O governo Elmano é bem avaliado pela população, mas a ascensão de Ciro nas pesquisas de intenção de voto ao governo reforça a necessidade de fortalecimento da chapa majoritária. Para a vaga petista, são cogitados os deputados federais José Guimarães, ex-presidente da sigla, e Luizianne Lins, ex-prefeita de Fortaleza. O ministro da Educação e ex-governador Camilo Santana anunciou que deixará a pasta para se dedicar à campanha da legenda no Ceará. As informações são do jornal O Globo.
Leia mais
A sigla avalia quatro outros nomes para a segunda vaga: o senador Cid Gomes (PSB), os deputados federais Eunício Oliveira (MDB) e Junior Mano (PSB), e o ex-senador Chiquinho Feitosa (Republicanos). Cid, no entanto, afirma publicamente que caso seu partido tenha só uma vaga na chapa majoritária, ela deve ser de Junior Mano.
“Vamos para a negociação na aliança pensando no projeto nacional de Lula, buscando assegurar que ele tenha maioria na Casa. Para a segunda vaga, todos os nomes discutidos têm história na política e legitimidade. Vamos considerar o alinhamento com o governo Lula para tomar a decisão”, afirma Antônio Filho, o Conin, presidente estadual do PT.
Há, no entanto, uma corrente do PT cearense que defende a escolha de uma chapa com Cid e Eunício ao Senado, visando evitar uma possível aliança dos irmãos Gomes posterior ao resultado eleitoral.

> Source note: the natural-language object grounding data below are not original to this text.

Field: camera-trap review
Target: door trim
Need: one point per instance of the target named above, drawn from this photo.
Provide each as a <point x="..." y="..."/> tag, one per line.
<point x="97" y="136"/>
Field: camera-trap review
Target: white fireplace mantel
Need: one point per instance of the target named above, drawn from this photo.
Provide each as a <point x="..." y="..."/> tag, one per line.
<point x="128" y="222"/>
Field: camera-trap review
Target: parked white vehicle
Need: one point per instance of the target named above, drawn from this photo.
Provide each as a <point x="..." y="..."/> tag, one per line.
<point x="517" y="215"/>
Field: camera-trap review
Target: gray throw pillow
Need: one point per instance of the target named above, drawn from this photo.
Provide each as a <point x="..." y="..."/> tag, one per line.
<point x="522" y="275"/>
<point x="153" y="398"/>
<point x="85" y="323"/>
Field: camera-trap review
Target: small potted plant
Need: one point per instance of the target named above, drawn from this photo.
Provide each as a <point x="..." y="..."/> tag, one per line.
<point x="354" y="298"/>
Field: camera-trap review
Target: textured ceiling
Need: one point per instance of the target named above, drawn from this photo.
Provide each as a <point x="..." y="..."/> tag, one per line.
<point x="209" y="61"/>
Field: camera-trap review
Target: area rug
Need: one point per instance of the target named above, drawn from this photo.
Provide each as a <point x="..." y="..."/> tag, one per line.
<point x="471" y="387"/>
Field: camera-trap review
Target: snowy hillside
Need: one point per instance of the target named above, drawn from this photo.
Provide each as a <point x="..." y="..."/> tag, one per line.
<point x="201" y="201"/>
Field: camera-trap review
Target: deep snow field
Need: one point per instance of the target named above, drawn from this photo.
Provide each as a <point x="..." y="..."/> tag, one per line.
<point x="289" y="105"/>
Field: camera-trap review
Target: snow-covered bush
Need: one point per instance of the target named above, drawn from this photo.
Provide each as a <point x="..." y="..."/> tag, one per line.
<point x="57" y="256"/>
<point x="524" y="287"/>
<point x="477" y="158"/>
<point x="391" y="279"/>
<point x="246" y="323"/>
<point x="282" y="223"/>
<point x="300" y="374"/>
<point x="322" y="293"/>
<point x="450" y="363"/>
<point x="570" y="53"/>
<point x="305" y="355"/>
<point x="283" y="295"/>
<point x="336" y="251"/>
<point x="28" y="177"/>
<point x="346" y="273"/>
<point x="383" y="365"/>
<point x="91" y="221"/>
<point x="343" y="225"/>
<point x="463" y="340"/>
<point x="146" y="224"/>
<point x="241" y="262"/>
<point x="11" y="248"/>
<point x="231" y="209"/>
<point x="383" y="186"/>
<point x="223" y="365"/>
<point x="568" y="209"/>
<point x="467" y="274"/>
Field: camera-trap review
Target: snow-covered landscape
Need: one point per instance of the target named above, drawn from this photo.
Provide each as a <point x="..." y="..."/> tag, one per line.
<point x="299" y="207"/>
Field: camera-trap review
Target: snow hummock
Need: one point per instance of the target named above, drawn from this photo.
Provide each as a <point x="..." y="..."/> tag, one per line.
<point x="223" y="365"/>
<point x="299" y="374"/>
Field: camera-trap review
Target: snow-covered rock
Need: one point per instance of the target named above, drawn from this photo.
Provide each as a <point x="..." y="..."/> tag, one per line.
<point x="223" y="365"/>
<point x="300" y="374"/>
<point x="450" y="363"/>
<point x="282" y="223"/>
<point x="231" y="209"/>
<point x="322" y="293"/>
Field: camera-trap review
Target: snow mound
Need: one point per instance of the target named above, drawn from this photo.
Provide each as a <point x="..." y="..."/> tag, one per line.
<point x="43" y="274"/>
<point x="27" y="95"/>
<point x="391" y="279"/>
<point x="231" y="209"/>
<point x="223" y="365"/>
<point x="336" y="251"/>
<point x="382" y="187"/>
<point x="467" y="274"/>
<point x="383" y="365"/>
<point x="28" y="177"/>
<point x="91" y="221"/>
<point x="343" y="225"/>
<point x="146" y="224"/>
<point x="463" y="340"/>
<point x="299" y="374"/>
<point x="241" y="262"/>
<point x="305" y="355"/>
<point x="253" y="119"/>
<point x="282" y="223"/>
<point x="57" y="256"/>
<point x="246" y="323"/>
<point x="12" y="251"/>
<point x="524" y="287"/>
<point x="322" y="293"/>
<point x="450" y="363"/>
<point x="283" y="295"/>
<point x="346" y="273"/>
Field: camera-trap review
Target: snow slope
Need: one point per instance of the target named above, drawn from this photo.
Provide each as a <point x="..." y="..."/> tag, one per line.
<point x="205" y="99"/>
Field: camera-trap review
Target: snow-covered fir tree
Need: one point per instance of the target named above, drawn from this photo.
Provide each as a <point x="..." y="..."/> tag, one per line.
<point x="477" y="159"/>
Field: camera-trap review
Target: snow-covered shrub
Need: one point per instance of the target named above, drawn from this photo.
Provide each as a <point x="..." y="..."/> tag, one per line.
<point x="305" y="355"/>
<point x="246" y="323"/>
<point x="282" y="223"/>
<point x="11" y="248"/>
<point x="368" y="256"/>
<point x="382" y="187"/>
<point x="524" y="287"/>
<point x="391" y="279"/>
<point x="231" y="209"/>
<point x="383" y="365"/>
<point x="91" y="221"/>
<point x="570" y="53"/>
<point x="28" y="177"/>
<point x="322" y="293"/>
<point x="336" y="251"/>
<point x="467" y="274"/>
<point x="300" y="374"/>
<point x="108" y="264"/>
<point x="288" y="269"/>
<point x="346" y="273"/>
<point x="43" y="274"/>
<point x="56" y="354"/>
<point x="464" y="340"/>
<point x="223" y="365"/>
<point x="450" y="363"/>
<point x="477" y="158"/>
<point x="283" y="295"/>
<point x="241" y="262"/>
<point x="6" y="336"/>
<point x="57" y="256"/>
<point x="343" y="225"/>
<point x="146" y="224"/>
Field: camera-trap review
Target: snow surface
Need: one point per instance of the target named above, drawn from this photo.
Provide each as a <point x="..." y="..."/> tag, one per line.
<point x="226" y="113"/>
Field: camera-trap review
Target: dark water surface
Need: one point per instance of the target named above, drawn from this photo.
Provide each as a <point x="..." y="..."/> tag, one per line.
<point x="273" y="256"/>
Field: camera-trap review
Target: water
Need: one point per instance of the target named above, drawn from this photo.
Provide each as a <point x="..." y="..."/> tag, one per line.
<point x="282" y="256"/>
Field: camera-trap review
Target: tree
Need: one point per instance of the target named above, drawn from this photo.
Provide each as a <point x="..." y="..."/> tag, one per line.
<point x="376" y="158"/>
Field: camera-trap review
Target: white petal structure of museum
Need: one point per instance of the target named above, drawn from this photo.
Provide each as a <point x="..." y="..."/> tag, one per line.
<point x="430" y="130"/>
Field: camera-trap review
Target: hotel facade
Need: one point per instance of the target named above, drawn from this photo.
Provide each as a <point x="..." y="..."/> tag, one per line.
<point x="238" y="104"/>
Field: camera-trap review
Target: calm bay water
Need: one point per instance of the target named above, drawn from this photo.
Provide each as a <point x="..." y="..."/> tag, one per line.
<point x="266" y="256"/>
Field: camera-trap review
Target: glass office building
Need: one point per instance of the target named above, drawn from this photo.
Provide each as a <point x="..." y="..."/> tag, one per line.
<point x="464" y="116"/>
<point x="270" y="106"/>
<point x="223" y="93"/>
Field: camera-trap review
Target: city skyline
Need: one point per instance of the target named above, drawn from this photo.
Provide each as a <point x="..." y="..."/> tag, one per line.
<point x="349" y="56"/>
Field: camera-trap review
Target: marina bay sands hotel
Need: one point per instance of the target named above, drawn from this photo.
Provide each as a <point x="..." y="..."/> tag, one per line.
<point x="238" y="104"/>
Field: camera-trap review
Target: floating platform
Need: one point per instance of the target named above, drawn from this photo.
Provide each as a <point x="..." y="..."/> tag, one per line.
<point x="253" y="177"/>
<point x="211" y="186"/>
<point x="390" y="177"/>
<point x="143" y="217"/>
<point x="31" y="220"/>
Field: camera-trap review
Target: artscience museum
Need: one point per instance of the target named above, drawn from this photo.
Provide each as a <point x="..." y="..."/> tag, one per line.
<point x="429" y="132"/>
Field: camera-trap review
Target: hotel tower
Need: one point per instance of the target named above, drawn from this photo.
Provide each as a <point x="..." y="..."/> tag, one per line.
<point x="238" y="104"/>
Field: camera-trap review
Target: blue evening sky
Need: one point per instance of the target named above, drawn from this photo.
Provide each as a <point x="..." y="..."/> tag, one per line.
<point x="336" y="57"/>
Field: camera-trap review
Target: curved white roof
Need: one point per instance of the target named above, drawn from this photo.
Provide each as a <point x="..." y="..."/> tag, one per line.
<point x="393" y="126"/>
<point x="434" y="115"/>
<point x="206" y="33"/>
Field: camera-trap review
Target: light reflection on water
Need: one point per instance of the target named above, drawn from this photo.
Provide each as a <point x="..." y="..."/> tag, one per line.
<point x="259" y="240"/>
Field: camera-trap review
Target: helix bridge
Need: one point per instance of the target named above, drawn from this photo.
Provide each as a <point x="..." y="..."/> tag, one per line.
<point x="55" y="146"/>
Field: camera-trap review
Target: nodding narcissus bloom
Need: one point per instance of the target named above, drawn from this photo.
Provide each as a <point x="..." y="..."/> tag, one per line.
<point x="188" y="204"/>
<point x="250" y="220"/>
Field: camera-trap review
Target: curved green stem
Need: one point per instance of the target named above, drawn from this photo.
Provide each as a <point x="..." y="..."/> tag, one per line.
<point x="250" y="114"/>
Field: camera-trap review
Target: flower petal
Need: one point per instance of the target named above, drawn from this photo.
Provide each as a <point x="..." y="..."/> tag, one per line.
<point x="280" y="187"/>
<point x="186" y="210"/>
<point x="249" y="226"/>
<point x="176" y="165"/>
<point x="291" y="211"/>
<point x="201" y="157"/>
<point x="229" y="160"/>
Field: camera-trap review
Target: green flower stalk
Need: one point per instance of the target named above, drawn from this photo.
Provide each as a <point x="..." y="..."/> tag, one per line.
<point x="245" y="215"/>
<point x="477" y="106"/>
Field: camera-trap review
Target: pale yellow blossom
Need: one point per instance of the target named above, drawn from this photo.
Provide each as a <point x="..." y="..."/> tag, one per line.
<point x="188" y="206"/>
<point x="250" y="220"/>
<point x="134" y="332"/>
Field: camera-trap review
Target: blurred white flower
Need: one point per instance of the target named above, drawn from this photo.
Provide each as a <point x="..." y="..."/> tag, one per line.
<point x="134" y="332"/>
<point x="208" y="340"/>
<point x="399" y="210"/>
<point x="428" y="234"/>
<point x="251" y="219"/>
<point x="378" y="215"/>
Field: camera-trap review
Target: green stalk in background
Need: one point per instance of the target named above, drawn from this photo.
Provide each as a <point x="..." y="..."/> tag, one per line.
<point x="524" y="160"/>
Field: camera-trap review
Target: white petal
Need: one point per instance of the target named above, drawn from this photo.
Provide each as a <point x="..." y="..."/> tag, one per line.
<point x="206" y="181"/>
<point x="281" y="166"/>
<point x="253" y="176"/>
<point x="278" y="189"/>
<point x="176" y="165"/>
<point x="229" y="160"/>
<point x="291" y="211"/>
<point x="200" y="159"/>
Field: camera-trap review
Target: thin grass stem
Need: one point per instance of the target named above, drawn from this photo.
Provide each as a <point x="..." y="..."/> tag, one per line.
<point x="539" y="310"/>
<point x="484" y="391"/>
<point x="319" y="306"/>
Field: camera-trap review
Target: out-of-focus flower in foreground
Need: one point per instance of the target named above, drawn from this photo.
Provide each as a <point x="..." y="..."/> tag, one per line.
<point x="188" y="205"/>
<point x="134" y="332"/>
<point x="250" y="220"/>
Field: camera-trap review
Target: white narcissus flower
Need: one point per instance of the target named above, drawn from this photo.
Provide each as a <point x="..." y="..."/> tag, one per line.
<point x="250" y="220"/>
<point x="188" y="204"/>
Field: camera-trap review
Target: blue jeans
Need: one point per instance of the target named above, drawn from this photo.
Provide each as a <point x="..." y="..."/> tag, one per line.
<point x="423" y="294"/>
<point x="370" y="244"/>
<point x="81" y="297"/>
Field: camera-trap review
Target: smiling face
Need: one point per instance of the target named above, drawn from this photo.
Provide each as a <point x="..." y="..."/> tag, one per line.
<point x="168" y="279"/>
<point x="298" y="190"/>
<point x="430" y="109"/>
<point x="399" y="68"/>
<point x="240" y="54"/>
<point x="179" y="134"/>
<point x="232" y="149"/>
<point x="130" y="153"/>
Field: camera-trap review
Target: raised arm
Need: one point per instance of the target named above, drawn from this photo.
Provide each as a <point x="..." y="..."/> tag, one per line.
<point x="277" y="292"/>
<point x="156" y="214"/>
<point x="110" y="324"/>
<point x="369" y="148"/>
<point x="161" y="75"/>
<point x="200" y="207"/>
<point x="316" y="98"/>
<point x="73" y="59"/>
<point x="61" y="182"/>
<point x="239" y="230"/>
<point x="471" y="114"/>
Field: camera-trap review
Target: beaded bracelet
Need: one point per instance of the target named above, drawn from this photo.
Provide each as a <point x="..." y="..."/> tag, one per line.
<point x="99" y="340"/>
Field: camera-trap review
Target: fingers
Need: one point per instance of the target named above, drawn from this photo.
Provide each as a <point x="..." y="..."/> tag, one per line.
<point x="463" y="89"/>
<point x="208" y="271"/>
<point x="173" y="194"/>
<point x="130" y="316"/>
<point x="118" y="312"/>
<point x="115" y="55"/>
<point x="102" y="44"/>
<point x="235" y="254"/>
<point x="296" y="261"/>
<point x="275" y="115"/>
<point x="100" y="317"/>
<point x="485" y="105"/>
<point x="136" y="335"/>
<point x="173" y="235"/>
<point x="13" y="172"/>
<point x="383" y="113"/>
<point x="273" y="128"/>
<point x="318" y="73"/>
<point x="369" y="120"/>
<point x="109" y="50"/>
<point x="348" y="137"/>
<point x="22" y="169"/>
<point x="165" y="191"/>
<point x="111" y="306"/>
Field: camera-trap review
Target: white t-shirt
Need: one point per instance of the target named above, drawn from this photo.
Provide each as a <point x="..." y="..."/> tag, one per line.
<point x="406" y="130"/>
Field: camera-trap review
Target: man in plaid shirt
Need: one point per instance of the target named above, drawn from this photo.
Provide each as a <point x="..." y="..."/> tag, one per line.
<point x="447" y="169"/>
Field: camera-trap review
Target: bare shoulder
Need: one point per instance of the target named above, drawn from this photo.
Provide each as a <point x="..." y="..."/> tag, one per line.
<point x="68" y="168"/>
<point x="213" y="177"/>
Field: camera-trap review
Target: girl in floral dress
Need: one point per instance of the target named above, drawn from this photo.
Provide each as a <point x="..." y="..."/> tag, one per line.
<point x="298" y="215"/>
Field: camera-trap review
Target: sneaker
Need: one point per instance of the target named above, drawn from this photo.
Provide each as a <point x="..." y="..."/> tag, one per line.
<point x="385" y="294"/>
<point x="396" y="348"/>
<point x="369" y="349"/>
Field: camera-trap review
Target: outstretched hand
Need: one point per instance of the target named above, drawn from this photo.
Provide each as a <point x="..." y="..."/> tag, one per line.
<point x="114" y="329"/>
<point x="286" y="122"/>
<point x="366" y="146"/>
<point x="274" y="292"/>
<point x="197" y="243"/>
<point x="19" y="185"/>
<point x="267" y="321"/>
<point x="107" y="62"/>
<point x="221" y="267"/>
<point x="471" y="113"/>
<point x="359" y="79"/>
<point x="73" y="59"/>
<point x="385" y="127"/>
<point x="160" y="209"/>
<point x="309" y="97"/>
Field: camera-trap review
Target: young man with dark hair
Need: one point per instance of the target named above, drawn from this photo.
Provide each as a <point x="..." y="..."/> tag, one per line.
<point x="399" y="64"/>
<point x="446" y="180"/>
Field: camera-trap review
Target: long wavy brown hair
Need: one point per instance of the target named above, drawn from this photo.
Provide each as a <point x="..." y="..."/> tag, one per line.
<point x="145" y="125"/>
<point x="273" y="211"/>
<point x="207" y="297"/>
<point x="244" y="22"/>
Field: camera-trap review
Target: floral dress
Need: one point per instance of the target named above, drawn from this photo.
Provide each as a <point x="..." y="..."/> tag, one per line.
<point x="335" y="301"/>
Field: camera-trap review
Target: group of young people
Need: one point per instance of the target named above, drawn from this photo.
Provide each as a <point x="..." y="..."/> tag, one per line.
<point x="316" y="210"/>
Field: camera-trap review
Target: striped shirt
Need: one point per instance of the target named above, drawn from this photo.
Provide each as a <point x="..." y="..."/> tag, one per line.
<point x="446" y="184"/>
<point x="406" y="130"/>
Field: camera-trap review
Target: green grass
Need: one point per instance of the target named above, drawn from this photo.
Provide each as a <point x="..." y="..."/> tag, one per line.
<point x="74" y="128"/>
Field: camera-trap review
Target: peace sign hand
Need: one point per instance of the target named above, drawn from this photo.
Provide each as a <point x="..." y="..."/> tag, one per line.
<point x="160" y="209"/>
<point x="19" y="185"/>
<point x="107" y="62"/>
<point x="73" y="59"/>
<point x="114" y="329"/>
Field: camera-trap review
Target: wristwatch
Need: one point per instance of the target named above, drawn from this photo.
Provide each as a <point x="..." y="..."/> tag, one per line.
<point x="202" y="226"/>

Guimarães nega a possibilidade de abrir mão da candidatura e defende ser necessário eleger senadores com compromisso com o estado e com a causa do governo Lula: “Meu nome está referendado por tudo que tenho feito no Ceará e na liderança do governo Lula”, defende.
Entrave para Ciro
No campo da oposição, o ex-deputado federal Capitão Wagner (União) lidera as pesquisas e deve emplacar a primeira vaga ao Senado na chapa de Ciro. A escolha do segundo nome passa pela negociação do ex-ministro com o PL, que foi travada em dezembro após manifestação contrária da ex-primeira-dama Michelle Bolsonaro. Ela defende que a sigla apoie o senador Eduardo Girão (Novo) ao governo, e não Ciro.
O ex-ministro declarou, no início do mês, que mantém o desejo de aliança com o PL. Desde então, houve uma reaproximação. O senador e pré-candidato do PL à Presidência Flávio Bolsonaro (RJ) conversou com Ciro pelo telefone e deve ir a Fortaleza nas próximas semanas.
São cotados para a vaga no PL o deputado estadual Alcides Fernandes, pai do presidente estadual da sigla, André Fernandes, e a vereadora de Fortaleza Priscila Costa, apoiada por Michelle. Fora do PL, outro nome cotado é o ex-prefeito de Fortaleza Roberto Cláudio (União).